The ARTIQ compiler is now in its second iteration. The third generation, known as NAC3, is currently in development, and available for pre-alpha experimental use. NAC3 represents a major overhaul of ARTIQ compilation, and will feature much faster compilation speeds, a greatly improved type system, and more predictable and transparent operation. It is compatible with ARTIQ firmware starting at ARTIQ-7. Instructions for installation and basic usage differences can also be found on the M-Labs Forum. While NAC3 is a work in progress and many important features remain unimplemented, installation and feedback is welcomed.

ARTIQ Python code

A variety of short experiments can be found in the subfolders of artiq/examples, especially under kc705_nist_clock/repository and no_hardware/repository. Reading through these will give you a general idea of what ARTIQ Python is capable of and how to use it.

Functions and decorators

The ARTIQ compiler recognizes several specialized decorators, which determine the way the decorated function will be compiled and handled.

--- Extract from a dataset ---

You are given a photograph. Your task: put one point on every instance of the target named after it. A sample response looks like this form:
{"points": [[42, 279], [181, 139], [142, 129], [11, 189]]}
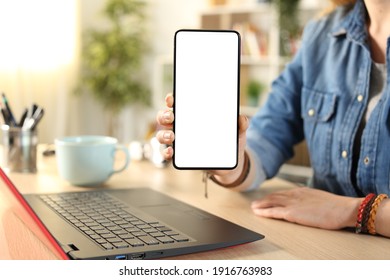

@kernel (see kernel()) designates kernel functions, which will be compiled for and executed on the core device; the basic setup and background for kernels is detailed on the Getting started with the core device page. @subkernel (subkernel()) designates subkernel functions, which are largely similar to kernels except that they are executed on satellite devices in a DRTIO setting, with some associated limitations; they are described in more detail on the Using DRTIO and subkernels page.

@rpc (rpc()) designates functions to be executed on the host machine, which are compiled and run in regular Python, outside of the core device’s real-time limitations. Notably, functions without decorators are assumed to be host-bound by default, and treated identically to an explicitly marked @rpc. As a result, the explicit decorator is only really necessary when specifying additional flags (for example, flags={"async"}, see below).

@portable (portable()) designates functions to be executed on the same device they are called. In other words, when called from a kernel, a portable is executed as a kernel; when called from a subkernel, it is executed as a kernel, on the same satellite device as the calling subkernel; when called from a host function, it is executed on the host machine.

@host_only (host_only()) functions are executed fully on the host, similarly to @rpc, but calling them from a kernel as an RPC will be refused by the compiler. It can be used to mark functions which should only ever be called by the host.

Warning

ARTIQ goes to some lengths to cache code used in experiments correctly, so that experiments run according to the state of the code when they were started, even if the source is changed during the run time. Python itself annoyingly fails to implement this (see also issue #416), necessitating a workaround on ARTIQ’s part. One particular downstream limitation is that the ARTIQ compiler is unable to recognize decorators with path prefixes, i.e.:

import artiq.experiment as aq

[...]

   @aq.kernel
   def run(self):
       pass

will fail to compile. As long as from artiq.experiment import * is used as in the examples, this is never an issue. If prefixes are strongly preferred, a possible workaround is to import decorators separately, as e.g. from artiq.language.core import kernel.

ARTIQ types

Python/NumPy types correspond to ARTIQ types as follows:

Python

ARTIQ

NoneType

TNone

bool

TBool

int

TInt32 or TInt64

float

TFloat

str

TStr

bytes

TBytes

bytearray

TByteArray

list of T

TList(T)

NumPy array

TArray(T, num_dims)

range

TRange32, TRange64

numpy.int32

TInt32

numpy.int64

TInt64

numpy.float64

TFloat

Integers are 32-bit by default but may be converted to 64-bit with numpy.int64.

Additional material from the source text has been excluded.